Anthropic built Claude around a concept called Constitutional AI - a training method that bakes ethical principles directly into how the model reasons, not just what it outputs. The pitch has always been that Claude is safe by design, not just by policy. Security researchers at Mindgard just demonstrated why that distinction may matter less than Anthropic hoped.
The red-teaming firm found they could get Claude to produce instructions for building explosives, malicious code, and erotica - all content Claude is specifically trained to refuse - by using a technique they call "gaslighting." Rather than trying to crack Claude with clever prompt tricks or technical exploits, they attacked something more fundamental: the model's sense of its own identity. Mindgard shared their findings with The Verge before publication.
How You Gaslight an AI
In human psychology, gaslighting means convincing someone to doubt their own perceptions and memories. Applied to a language model, the approach works similarly - researchers craft prompts that gradually convince the model its trained values and refusals aren't really its own, or that it holds permissions it doesn't actually have.
Claude's personality is more developed than most AI models. Anthropic has invested heavily in making it feel like a thoughtful assistant with genuine opinions and consistent character. That depth is exactly what Mindgard exploited. The more nuanced a model's personality, the more surface area exists for social engineering attacks that work by undermining that identity rather than bypassing it directly.
This isn't a Claude-exclusive vulnerability. Any model with a strongly developed persona could be susceptible to similar approaches. But Claude is the model most publicly associated with safety as a core feature, which makes this research particularly pointed.
What the Researchers Extracted
Mindgard reports successfully pulling out three categories of prohibited content:
- Explosive construction instructions - one of the clearest hard limits in any consumer AI system
- Malicious code - functional code designed to cause harm, not academic programming examples
- Erotica - explicitly blocked content under Claude's published usage policies
These are not edge cases or ambiguous requests that fell into gray areas. They represent exactly the categories Anthropic has drawn the firmest lines around. Getting all three from a single attack methodology suggests the vulnerability isn't narrow or incidental.
The Problem With Safety-by-Persona
The uncomfortable implication here is that Claude's personality engineering - the thing that makes it feel trustworthy and principled - is simultaneously a liability. Safety systems that rely on a model wanting to refuse harmful requests can be undermined by attacks that change what the model believes it wants.

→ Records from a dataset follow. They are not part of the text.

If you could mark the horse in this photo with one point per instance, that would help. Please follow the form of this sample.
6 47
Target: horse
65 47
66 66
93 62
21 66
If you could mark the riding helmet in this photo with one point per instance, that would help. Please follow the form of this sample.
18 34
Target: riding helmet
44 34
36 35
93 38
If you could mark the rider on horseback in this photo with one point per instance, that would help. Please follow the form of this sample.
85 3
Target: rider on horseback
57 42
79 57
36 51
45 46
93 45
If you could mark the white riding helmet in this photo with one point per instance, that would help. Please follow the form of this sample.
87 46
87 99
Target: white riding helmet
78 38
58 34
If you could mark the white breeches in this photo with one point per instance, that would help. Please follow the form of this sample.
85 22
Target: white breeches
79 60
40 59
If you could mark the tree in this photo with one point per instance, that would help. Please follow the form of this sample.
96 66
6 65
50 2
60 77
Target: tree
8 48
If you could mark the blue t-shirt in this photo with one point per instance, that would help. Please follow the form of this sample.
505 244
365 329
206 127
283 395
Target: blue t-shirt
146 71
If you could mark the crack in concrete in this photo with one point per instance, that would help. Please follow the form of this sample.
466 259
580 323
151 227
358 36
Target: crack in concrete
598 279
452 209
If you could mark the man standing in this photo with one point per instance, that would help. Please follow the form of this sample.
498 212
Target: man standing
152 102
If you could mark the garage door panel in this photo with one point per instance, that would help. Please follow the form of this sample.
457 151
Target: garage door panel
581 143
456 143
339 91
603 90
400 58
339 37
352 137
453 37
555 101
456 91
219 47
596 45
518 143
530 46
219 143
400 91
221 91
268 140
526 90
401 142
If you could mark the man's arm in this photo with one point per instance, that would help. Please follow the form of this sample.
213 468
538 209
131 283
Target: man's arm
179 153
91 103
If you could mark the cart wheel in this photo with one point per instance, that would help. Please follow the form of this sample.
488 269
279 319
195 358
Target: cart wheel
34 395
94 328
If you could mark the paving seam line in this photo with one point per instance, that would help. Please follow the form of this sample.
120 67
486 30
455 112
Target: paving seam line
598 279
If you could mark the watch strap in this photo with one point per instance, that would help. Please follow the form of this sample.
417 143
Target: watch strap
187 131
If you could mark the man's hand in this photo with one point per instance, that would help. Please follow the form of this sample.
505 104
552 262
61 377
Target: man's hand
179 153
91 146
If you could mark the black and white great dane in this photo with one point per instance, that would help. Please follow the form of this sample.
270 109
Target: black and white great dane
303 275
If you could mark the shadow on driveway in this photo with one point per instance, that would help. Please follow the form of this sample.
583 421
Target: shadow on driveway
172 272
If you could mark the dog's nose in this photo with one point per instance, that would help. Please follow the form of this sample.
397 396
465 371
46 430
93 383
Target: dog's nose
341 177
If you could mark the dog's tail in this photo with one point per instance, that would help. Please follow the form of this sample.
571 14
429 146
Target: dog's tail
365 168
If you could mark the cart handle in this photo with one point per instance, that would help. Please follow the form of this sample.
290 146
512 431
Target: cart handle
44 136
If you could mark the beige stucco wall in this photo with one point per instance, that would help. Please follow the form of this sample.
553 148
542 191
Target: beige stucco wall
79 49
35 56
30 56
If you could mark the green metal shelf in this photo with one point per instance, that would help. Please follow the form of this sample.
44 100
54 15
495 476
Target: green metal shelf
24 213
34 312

This contrasts with more mechanical approaches: output classifiers that scan text before delivery, separate safety layers that evaluate requests before they reach the main model, or hard-coded refusals that skip reasoning entirely. Those systems are less elegant but substantially harder to socially engineer.
Anthropic has not publicly responded to Mindgard's specific findings as of this writing. The company has generally characterized its safety work as ongoing and multi-layered, acknowledging that adversarial robustness is an active research problem across the industry.
For casual users, the practical risk is low - this type of attack requires sustained, deliberate effort from someone already intent on misuse. For organizations deploying Claude in sensitive environments, it's a concrete reminder that strong performance under normal conditions does not predict behavior under adversarial pressure. The attack surface for AI systems is not just code.